To the electric vehicles which prompted this comment however, well there's really no reason for concern at all. Looking at data for 31 January 2020 when the temperature reached 42.9 in Melbourne, electricity demand at (times are Vic Daylight Savings time and note these figures do not include the impact of small scale solar generation on house roofs etc):
12:00 = 6062 MW
13:00 = 6821 MW
14:00 = 7302 MW
15:00 = 7798 MW
16:00 = 8441 MW
17:00 = 8921 MW
17:30 = 9195 MW
18:00 = 9352 MW
18:30 = 9330 MW
19:00 = 9420 MW
19:05 = 9453 MW
19:10 = 9364 MW
19:30 = 9191 MW
20:00 = 9027 MW
21:00 = 8444 MW
22:00 = 7488 MW
23:00 = 6447 MW
00:00 = 5998 MW
So
even on an extreme hot day, the period of high demand during which EV charging would be a significant issue is relatively short.
For the record, for that peak at 19:05
Wind and large solar within Victoria = 336 MW
Coal, gas and hydro within Victoria = 8548 MW
From NSW = 487 MW
From Tasmania = 464 MW
From SA = -361 MW (that is, flow was from Victoria into SA)
Figures don't quite add up due to transmission losses not shown. They're a few MW here and there between states.
That there was power from from Vic to SA at that time was primarily for economic reasons. Technically there was about 560 MW available in SA but economics didn't favour it at the time (much of that is diesel plant).
So that's a real example for a day when Vic was very close to the limit, the weather was properly hot, but there was some wind generation running and coal+gas+hydro combined worked a bit better than should be expected and no major drama resulted.
Even on that day, just two hours after the peak demand had dropped ~1000 MW, after 3 hours it was down ~2000 MW and after 4 hours it was down ~3000 MW from the peak. So there's plenty of opportunity to charge EV's overnight even on an extreme day when supply was very tight at the peak.
Based on data extracted from AEMO archives which are accessible at the link below (but it's not in layman's terms, it's the raw data).
http://www.nemweb.com.au/REPORTS/ARCHIVE/
For the record, as of right now demand in Victoria is puttering along at about 4500 MW. There's about 3500 MW of unused generating plant within the state that could run right now and if we take the total across the National Electricity Market states (all states except WA and NT plus remote towns etc in other states):
Available capacity (what's actually available and able to run, so not including anything that's dismantled for maintenance etc): 36,496 MW
Current production: 18,130 MW
So just under 50% of available supply is being used right now with 18,366 MW spare.

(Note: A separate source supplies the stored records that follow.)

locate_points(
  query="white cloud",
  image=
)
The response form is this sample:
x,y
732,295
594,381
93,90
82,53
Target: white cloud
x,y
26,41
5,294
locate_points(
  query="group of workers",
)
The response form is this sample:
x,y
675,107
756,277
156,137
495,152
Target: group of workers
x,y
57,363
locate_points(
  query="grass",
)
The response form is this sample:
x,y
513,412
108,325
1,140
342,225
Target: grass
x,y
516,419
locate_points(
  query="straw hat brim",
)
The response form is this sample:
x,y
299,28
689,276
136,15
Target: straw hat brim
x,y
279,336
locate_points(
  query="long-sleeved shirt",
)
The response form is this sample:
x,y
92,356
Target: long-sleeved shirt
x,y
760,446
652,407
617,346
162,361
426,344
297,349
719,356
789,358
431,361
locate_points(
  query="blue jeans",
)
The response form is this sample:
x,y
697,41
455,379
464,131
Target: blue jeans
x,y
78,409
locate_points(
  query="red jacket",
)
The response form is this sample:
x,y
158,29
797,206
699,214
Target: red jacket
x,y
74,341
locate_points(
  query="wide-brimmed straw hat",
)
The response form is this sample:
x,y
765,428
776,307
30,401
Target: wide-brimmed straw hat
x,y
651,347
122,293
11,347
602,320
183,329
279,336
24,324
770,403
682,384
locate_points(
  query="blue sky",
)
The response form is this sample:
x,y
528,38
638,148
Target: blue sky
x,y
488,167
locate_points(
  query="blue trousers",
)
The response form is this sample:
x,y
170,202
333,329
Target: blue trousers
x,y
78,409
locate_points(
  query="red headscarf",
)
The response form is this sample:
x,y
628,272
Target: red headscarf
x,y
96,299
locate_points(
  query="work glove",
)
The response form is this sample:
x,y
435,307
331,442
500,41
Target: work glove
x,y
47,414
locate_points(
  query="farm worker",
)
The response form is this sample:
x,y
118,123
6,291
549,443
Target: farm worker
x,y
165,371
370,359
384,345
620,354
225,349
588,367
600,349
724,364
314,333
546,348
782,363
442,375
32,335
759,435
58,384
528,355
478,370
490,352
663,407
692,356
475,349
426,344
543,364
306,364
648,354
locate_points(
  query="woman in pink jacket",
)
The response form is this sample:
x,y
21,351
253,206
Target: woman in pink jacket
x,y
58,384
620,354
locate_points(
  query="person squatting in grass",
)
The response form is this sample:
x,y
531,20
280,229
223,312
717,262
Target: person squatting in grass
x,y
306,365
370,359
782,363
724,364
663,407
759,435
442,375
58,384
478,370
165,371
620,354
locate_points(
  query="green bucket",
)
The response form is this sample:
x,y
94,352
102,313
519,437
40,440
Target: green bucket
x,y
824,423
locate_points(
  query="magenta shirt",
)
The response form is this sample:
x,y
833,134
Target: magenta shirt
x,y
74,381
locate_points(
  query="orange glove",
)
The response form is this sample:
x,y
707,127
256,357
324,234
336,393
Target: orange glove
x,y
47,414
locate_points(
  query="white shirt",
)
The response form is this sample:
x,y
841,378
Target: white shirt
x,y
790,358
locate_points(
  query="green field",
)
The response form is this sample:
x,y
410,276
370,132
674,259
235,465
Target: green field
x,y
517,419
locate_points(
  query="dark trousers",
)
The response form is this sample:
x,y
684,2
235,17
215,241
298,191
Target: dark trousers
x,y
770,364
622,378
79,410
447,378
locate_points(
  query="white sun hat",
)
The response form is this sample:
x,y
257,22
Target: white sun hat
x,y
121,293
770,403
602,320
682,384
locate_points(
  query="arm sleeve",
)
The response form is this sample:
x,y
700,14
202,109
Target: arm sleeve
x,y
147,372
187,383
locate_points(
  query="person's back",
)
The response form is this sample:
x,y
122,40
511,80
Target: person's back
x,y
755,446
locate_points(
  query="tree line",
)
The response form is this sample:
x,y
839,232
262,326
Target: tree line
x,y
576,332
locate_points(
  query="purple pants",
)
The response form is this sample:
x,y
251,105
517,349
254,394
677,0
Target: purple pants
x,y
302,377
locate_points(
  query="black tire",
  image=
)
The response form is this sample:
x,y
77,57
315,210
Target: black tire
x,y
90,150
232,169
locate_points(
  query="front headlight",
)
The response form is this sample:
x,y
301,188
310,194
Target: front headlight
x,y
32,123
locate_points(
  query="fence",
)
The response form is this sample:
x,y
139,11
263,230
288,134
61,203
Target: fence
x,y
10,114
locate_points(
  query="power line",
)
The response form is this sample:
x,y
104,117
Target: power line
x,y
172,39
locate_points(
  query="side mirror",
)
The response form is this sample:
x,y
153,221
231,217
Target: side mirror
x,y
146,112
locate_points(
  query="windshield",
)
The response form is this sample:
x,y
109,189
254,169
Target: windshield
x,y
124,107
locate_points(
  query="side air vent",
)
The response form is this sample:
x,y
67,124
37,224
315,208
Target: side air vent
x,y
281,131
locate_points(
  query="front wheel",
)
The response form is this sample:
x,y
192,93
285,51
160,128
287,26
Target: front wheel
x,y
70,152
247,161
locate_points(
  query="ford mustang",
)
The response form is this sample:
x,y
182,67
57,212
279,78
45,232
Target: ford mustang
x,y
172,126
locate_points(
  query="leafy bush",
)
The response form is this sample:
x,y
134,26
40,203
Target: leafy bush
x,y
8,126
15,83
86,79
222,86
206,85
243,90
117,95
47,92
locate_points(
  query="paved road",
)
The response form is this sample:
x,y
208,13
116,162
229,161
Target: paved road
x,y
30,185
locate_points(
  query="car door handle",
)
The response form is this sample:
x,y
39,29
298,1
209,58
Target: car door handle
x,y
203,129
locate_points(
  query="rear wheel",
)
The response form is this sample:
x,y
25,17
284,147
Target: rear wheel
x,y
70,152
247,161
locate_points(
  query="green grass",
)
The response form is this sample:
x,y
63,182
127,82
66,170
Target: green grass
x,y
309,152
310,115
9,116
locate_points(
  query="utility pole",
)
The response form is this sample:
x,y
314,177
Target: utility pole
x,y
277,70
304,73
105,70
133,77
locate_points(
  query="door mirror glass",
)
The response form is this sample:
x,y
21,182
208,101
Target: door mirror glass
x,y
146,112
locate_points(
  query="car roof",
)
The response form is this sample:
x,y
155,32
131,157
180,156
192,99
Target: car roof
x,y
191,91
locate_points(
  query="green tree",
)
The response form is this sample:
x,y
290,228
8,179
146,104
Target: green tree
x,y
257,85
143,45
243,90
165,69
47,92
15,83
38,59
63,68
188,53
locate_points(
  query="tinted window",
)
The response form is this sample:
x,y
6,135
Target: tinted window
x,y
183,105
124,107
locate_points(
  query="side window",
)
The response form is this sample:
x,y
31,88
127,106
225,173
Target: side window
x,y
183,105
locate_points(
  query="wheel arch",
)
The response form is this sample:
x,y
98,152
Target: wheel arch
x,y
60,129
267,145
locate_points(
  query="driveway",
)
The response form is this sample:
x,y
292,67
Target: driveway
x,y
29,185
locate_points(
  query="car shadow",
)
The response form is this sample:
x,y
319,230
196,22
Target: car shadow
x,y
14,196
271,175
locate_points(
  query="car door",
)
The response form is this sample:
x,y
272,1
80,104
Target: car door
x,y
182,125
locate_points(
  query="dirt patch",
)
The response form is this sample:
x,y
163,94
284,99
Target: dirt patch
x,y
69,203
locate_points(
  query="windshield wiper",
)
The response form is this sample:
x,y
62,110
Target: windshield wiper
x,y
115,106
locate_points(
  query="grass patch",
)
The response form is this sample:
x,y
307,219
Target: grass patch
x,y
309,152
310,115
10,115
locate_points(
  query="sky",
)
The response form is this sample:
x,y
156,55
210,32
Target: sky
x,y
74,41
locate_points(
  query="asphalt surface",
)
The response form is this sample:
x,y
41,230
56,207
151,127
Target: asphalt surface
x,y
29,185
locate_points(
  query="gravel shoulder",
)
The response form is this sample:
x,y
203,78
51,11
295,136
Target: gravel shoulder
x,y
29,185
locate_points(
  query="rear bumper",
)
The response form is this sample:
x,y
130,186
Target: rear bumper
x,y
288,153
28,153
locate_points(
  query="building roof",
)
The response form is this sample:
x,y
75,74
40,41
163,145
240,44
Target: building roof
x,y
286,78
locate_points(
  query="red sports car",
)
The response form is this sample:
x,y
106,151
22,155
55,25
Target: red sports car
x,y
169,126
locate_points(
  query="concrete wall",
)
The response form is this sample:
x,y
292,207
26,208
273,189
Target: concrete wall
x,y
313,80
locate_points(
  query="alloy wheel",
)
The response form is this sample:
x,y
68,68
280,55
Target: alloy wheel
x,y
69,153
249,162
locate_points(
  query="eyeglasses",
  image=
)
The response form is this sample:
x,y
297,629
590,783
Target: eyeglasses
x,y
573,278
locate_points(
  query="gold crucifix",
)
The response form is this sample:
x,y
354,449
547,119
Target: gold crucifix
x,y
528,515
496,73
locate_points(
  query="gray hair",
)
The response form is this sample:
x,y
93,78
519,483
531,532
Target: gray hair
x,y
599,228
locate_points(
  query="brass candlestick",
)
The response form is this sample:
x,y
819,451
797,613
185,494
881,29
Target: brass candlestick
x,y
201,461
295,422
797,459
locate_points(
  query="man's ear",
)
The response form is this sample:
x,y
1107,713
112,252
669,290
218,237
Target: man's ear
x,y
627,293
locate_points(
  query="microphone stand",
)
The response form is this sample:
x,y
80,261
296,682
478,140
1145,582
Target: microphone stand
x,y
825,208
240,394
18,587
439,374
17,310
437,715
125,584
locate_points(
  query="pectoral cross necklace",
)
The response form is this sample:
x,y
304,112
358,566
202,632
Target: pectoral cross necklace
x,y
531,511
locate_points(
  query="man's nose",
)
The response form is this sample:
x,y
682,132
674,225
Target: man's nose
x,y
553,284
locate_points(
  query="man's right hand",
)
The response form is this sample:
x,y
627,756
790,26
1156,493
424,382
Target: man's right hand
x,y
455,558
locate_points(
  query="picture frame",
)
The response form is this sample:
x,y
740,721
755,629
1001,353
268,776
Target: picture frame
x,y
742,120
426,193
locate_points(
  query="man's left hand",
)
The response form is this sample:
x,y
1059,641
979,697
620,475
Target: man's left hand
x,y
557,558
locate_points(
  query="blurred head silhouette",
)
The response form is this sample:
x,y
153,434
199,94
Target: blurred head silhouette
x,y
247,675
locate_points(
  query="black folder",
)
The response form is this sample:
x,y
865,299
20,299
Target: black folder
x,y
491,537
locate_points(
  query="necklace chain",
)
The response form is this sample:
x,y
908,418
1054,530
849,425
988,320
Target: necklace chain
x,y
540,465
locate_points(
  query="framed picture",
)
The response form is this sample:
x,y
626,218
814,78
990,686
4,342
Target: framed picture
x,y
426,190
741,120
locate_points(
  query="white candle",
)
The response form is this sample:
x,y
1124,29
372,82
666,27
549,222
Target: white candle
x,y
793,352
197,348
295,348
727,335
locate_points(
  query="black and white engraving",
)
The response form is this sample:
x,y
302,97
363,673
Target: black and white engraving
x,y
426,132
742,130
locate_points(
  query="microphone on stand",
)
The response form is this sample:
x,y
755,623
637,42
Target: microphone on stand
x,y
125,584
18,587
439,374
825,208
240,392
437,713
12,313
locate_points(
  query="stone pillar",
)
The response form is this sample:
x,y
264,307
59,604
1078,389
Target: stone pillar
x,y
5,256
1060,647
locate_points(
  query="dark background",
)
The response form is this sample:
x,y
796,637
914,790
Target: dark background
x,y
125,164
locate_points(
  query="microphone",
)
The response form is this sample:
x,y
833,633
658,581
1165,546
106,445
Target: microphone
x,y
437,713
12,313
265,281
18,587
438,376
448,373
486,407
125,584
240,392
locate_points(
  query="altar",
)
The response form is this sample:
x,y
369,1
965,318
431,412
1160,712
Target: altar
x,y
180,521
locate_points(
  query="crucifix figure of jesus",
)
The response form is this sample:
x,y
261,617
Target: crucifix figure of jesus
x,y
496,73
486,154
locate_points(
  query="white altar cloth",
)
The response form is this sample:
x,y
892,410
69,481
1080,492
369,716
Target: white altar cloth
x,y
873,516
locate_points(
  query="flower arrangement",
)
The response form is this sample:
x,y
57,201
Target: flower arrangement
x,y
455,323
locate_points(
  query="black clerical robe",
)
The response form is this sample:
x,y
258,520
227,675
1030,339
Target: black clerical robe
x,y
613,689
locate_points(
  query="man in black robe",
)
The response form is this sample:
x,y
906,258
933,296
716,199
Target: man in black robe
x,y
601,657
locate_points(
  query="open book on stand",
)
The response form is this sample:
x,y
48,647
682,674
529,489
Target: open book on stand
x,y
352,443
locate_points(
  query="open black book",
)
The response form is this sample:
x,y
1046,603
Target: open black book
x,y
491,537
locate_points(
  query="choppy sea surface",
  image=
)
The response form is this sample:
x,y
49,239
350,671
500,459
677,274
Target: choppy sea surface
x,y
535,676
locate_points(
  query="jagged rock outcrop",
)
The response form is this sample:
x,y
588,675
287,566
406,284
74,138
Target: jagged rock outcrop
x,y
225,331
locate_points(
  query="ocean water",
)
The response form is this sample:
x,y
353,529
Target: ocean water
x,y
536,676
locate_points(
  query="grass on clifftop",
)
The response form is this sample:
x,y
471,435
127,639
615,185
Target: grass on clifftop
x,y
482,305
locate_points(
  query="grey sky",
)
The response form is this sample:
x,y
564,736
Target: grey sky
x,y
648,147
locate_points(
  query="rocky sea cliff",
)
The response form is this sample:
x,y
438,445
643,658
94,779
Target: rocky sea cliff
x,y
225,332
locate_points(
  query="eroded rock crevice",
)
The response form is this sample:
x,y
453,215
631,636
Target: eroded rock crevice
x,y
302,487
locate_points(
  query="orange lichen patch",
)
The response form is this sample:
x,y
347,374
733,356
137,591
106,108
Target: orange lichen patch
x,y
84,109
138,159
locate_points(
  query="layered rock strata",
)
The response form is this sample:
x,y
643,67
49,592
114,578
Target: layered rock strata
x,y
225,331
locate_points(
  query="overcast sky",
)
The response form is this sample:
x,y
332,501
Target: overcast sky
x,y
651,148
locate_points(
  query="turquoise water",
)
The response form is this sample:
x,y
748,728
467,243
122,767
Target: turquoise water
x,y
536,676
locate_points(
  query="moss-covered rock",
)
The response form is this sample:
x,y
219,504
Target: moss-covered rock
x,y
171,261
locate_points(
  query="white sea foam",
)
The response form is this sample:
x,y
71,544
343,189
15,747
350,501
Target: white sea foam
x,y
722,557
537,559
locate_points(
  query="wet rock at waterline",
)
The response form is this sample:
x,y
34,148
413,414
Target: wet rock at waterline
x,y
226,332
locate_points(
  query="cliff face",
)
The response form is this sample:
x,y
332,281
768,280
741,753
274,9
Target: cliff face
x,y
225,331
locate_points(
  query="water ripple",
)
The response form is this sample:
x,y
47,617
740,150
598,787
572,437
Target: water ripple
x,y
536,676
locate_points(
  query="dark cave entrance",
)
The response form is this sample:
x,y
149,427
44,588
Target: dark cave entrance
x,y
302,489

If the wind stopped completely in every state that would still be about 14,650 MW spare.
That's all pretty normal given it's the middle of the night and that's the point. More use can be made of what's already there if it can be used when demand is otherwise low in order to charge EV batteries or indeed for any worthwhile purpose. Peaks are a problem, we're on a knife edge in some states and load shedding is a real possibility over summer around 6 - 7pm, but middle of the night no worries.
For those who disagree, the data's all available to anyone with an internet connection and spreadsheet software so let's see your analysis.